Wir waren heute auch da.

Fraglich ob das normale Baumfällarbeiten waren.
Es lagen eigentlich überwiegend Baumkronen quer auf dem Weg, Stämme so gut wie keine.

Da weiter unten auch ein Einstieg mit 2-3 Stämmen blockiert war fürchte ich fast das es andere Gründe als Waldarbeiten hat. 



raptor439 schrieb:


> zur Info:
> 
> der Trail von der Hohen Wurzel Richtung Wassertretstelle ist zur Zeit (21.03.) nur noch sehr eingeschränkt bzw. gar nicht mehr zu befahren, da nach Baumfällarbeiten alle 20 Meter Baumstämme den Weg blockieren, Umfahrungen sind nicht vorhanden. Ich hoffe mal, die Holzfäller sind noch nicht fertig und das bleibt nicht auf Dauer so. Betrifft den gesamten Trail inkl. Abzweigung nach links, nicht nur oben!
> 
> Sollten die Stämme irgendwann mal weggeräumt worden sein, bitte hier posten.


----------



## MTB-News.de




----------



## picard (21. März 2010)

Ich war heute auch oben. Der blaue Punkt geht zur Zeit nicht. Dies war aber der Sturm vor 3 Wochen. Also keine Panik. Der XT-Weg ist gut fahrbar.


----------



## picard (29. Juni 2010)

Geht wieder, aber teilweise andere Linie zu fahren.


----------



## talybont (30. Juni 2010)

Da haben wieder ein paar Jungs mit der Schaufel hantiert


----------



## rofl0r (1. Juli 2010)

raptor439 schrieb:


> ..der Trail von der Hohen Wurzel Richtung Wassertretstelle...
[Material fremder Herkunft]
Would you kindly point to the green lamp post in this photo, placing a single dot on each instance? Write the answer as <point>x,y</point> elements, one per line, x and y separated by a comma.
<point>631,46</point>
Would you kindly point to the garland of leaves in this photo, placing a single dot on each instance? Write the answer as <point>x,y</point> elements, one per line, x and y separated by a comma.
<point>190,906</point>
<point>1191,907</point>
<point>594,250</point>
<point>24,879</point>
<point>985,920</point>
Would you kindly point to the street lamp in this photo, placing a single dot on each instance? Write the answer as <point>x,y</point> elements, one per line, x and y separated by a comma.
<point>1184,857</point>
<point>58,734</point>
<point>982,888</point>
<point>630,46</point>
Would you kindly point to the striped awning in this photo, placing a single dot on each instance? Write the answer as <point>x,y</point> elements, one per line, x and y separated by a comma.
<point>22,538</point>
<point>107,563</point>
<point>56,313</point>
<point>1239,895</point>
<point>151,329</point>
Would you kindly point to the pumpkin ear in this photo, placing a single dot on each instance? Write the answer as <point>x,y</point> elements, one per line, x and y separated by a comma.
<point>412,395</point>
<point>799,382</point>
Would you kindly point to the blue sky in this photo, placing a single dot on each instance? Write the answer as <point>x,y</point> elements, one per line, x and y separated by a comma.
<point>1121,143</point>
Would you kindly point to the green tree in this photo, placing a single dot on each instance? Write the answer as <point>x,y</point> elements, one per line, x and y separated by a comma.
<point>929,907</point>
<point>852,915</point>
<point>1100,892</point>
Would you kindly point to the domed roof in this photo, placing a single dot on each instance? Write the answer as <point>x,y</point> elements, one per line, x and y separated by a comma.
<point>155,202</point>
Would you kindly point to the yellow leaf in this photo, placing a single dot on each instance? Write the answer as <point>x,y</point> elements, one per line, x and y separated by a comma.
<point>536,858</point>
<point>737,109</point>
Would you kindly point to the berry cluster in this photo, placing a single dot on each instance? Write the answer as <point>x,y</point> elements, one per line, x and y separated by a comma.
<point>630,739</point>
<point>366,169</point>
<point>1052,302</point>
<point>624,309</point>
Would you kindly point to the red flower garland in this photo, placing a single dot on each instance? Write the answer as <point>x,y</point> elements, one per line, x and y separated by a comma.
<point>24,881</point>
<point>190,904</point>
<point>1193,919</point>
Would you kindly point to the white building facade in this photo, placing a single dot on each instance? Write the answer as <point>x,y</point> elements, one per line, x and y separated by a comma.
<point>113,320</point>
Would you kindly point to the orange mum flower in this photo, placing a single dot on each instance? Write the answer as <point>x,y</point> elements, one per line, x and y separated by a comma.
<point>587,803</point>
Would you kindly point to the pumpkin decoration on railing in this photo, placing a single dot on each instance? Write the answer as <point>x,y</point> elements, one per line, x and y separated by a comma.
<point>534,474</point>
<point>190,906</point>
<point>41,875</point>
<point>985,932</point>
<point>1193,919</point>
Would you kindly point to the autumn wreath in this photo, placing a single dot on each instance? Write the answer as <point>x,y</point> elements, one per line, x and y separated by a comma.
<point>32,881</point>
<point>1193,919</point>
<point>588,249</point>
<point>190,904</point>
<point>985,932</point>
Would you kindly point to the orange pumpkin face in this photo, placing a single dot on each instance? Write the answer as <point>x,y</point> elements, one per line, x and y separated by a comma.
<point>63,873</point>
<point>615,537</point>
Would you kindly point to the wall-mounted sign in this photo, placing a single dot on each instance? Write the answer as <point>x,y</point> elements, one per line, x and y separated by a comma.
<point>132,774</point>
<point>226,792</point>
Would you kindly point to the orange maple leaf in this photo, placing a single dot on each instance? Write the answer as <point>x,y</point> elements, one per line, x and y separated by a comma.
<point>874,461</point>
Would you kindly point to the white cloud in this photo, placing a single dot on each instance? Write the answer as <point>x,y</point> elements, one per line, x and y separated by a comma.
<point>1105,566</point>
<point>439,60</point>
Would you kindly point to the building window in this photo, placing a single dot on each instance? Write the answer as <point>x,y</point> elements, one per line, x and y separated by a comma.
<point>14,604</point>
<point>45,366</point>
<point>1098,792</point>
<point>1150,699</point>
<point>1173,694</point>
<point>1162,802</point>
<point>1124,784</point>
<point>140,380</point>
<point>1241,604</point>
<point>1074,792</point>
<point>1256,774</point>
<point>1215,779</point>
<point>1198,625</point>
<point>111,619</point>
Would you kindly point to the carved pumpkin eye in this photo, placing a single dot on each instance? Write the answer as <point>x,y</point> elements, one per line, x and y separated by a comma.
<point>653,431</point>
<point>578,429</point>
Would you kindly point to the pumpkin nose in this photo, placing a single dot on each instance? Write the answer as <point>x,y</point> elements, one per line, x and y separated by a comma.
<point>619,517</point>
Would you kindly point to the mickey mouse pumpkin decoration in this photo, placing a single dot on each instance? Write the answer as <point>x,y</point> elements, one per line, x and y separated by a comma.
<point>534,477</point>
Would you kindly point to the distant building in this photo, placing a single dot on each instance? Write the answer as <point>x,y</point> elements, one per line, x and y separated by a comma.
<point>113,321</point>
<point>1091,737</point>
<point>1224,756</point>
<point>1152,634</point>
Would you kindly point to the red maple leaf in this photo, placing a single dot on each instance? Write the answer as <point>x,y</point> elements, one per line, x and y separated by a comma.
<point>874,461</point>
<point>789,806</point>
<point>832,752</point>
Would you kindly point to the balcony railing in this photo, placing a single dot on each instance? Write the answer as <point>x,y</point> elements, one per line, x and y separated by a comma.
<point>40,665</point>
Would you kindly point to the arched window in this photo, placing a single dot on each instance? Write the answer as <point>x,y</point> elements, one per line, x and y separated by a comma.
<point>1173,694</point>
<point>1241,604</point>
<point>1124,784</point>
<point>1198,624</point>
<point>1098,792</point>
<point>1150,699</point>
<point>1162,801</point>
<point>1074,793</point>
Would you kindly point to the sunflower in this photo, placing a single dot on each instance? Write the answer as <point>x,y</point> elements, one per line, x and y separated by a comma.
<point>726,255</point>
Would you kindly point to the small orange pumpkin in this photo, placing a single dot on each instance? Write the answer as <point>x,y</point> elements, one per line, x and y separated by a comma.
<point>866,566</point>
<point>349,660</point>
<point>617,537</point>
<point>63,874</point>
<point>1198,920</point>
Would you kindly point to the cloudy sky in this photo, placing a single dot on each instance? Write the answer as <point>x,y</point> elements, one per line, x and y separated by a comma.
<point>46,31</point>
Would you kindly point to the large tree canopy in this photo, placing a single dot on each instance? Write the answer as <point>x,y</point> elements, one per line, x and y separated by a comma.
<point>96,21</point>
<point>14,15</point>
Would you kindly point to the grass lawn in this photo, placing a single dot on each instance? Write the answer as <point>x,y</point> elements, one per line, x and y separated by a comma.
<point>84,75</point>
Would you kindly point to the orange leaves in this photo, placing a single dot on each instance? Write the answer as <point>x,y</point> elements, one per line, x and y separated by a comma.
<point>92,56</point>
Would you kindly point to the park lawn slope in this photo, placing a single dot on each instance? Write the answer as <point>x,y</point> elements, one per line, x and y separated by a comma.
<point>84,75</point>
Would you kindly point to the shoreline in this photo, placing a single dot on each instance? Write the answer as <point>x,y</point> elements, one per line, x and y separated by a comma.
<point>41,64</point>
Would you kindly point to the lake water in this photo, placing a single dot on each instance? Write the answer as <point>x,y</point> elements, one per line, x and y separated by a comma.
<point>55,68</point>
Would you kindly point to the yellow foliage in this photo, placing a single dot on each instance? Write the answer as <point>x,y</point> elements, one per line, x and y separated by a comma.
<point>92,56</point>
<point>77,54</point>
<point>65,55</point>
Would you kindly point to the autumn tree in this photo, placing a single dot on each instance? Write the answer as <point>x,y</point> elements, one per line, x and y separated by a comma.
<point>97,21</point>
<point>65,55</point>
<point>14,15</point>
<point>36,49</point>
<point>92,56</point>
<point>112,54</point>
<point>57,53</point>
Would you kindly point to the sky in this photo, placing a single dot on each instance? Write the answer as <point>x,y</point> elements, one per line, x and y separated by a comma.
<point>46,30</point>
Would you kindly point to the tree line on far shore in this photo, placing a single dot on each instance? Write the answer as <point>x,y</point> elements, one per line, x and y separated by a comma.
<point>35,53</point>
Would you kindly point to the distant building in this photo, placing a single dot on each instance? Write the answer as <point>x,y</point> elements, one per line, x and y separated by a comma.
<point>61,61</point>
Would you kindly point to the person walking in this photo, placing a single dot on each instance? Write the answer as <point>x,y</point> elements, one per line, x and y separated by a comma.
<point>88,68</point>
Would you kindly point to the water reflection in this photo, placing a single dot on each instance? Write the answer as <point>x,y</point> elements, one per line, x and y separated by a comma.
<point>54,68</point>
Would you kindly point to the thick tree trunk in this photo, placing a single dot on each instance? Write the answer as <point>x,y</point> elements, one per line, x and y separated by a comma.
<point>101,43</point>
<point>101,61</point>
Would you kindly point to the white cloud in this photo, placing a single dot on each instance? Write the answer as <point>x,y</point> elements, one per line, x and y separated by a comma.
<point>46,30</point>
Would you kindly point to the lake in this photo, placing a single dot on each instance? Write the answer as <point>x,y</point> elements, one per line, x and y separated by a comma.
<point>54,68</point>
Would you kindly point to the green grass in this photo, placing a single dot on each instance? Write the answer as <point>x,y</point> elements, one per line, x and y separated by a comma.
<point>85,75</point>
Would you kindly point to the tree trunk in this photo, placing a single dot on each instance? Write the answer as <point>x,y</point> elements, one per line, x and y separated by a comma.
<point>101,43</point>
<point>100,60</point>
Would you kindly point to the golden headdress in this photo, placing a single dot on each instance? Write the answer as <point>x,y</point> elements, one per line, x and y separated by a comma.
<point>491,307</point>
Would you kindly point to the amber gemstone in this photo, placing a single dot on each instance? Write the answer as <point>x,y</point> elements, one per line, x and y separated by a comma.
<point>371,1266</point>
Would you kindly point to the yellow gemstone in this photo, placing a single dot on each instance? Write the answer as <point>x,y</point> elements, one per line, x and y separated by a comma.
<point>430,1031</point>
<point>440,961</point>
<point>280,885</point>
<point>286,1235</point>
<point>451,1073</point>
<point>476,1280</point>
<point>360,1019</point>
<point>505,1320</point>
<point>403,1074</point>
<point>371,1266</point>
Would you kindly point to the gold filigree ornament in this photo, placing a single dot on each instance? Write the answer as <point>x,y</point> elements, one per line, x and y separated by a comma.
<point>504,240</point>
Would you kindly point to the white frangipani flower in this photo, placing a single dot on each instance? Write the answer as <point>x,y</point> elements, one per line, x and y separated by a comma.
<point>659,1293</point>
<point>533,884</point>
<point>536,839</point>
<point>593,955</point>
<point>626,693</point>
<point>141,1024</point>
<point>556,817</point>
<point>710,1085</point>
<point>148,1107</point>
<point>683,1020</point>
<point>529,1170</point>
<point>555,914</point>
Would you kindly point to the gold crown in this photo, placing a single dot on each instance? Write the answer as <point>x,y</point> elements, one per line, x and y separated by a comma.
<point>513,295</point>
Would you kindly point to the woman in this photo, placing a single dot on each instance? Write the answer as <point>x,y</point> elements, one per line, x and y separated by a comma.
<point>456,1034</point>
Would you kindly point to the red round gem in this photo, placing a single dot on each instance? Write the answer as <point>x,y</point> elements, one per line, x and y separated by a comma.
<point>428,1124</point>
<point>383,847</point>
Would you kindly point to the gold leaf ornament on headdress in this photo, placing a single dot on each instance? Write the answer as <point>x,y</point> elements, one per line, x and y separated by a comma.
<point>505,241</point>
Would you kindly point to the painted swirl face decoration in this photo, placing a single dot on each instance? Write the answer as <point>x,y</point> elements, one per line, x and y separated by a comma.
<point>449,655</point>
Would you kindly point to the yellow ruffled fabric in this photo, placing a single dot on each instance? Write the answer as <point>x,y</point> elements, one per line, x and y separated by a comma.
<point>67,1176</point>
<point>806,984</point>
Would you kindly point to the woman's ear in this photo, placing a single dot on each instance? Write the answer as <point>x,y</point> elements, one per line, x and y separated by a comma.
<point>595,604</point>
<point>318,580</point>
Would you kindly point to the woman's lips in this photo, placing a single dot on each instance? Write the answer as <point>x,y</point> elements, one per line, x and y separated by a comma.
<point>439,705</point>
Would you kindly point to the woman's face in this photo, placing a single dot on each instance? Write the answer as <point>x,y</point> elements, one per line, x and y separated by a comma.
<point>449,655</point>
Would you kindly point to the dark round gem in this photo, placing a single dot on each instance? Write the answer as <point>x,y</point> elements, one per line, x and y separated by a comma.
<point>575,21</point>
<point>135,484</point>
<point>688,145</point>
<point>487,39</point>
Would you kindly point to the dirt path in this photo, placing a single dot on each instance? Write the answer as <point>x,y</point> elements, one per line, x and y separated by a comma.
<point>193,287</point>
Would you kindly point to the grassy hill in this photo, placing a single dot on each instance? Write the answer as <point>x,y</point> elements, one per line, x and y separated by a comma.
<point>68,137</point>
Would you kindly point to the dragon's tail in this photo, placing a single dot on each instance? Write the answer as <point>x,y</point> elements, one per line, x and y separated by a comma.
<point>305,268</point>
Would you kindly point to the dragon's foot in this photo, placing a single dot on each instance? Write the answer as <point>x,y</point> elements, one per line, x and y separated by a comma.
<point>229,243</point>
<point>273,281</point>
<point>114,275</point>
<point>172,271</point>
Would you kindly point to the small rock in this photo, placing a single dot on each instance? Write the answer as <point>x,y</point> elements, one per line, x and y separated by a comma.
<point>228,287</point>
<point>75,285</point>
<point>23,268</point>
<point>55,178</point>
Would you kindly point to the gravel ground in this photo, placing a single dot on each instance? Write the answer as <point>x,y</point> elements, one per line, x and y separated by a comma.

Kann mir jemand sagen wo der ist? Ich kenne nur die Trails uns Wassertretbecken bei Kell, also die Trails oberhalb der Ruwerquelle bzw des Spalbachbrunnens. Das ist dann aber wohl der Roesterkopf und nicht die Hohe Wurzel, zur Hohen Wurzel gehts doch am Outback/Walabis vorbei an der Schneise mit der Stomleitung grob auf Beuren zu? Gibts da auch ein Tretbecken? Oder gehts um die Hohe Wurzel im Taunus


----------



## Dave 007 (1. Juli 2010)

rofl0r schrieb:


> Kann mir jemand sagen wo der ist? Ich kenne nur die Trails uns Wassertretbecken bei Kell, also die Trails oberhalb der Ruwerquelle bzw des Spalbachbrunnens. Das ist dann aber wohl der Roesterkopf und nicht die Hohe Wurzel, zur Hohen Wurzel gehts doch am Outback/Walabis vorbei an der Schneise mit der Stomleitung grob auf Beuren zu? Gibts da auch ein Tretbecken? Oder gehts um die Hohe Wurzel im Taunus



ist im Taunus, Nähe Wiesbaden


----------



## Micha-L (8. Juli 2010)

talybont schrieb:


> Da haben wieder ein paar Jungs mit der Schaufel hantiert



Grade gefahren, gefällt.


----------



## Mottfried (10. Juli 2010)

Der obere Teil der Strecke ist mit frisch gefällten Bäumen wieder blockiert. Fast alle jungen oder jüngere Bäume sind oben gefällt worden und bewusst auf die Strecke gekippt worden!!
Da ich Donnerstag noch gefahren bin ... Müssen die Bäume von Freitag sein.
Der Pächter des Waldstücks weiß mit Sicherheit um die Biker - ich weiß nicht ob das rechtlich haltbar ist - ich sehe die Maßnahme aber als versuchte Körperverletzung! Vielleicht könnte man ja mit einer Sammelanzeige ein Zeichen setzen?!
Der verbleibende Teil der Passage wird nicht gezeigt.